Une Réserve fédérale américaine divisée a maintenu ses taux inchangés pour la troisième réunion consécutive, alors que ses responsables affrontent une incertitude accrue liée à la guerre au Moyen-Orient. Cette décision devrait être la dernière présidée par Jerome Powell.
La Réserve fédérale américaine a maintenu son principal taux directeur inchangé pour la troisième réunion consécutive, alors que les responsables monétaires sont confrontés à une incertitude accrue liée à la guerre au Moyen-Orient.
La décision, qui maintient les taux dans une fourchette comprise entre 3,50 % et 3,75 %, devrait être la dernière présidée par Jerome Powell, même s’il a indiqué qu’il comptait rester au sein du conseil de la banque centrale au-delà de la fin de son mandat.
« Les événements au Moyen-Orient contribuent à un niveau élevé d’incertitude concernant les perspectives économiques », a indiqué la Fed dans un communiqué publié à l’issue de sa réunion de deux jours. « L’inflation reste élevée, reflétant en partie la récente hausse des prix mondiaux de l’énergie. »
La banque centrale a également indiqué qu’elle pourrait encore réduire ses taux dans les prochains mois.
La décision prise cette fois-ci a mis en lumière de vives divisions au sein de la Fed, avec le plus grand nombre d’oppositions depuis octobre 1992. Trois responsables se sont opposés au passage laissant entrevoir de possibles baisses de taux à l’avenir, tandis qu’un quatrième, Stephen Miran, a réclamé une réduction immédiate.
Cette fracture souligne l’ampleur croissante des désaccords au sein du comité de politique monétaire de 12 membres de la Fed, à l’approche de la fin du mandat de M. Powell, le 15 mai.
M. Powell a déclaré qu’il entendait rester au conseil des gouverneurs de la Réserve fédérale pour « une période indéterminée », invoquant ses inquiétudes face à ce qu’il a qualifié d’attaques juridiques « sans précédent » de l’administration Trump contre la banque centrale.
« Je crains que ces attaques n’ébranlent cette institution et ne mettent en péril les choses qui comptent réellement pour le public », a-t-il déclaré lors d’une conférence de presse.
Sa décision de rester priverait le président Donald Trump de la possibilité de nommer immédiatement un nouveau gouverneur.

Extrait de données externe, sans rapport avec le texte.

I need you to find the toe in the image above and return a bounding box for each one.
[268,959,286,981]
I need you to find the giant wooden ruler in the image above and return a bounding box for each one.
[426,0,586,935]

Le candidat proposé par M. Trump pour lui succéder à la présidence, Kevin Warsh, a déjà été approuvé par la commission bancaire du Sénat.
M. Powell a indiqué qu’il attendrait la conclusion d’une enquête sur les travaux de rénovation du siège de la Fed avant de se retirer complètement.
« J’attends que l’enquête soit bel et bien terminée, de manière définitive et transparente », a-t-il expliqué. « Je partirai lorsque j’estimerai qu’il est approprié de le faire. » Powell resterait gouverneur de la Fed, possiblement jusqu’en janvier 2028.
M. Warsh a promis des changements de grande ampleur au sein de la banque centrale, notamment concernant ses modèles économiques et sa stratégie de communication, et a soutenu les appels à des baisses de taux. Mais avec une inflation supérieure à l’objectif de 2 % de la Fed, les analystes estiment que de telles mesures pourraient être difficiles à mettre en œuvre.
Le contexte économique reste incertain. L’inflation est montée à 3,3 %, portée en partie par la hausse des prix de l’énergie, tandis que les créations d’emplois ont nettement ralenti. Même si le chômage demeure relativement faible, à 4,3 %, la Fed doit trouver un équilibre délicat entre le soutien à la croissance et la maîtrise des pressions sur les prix.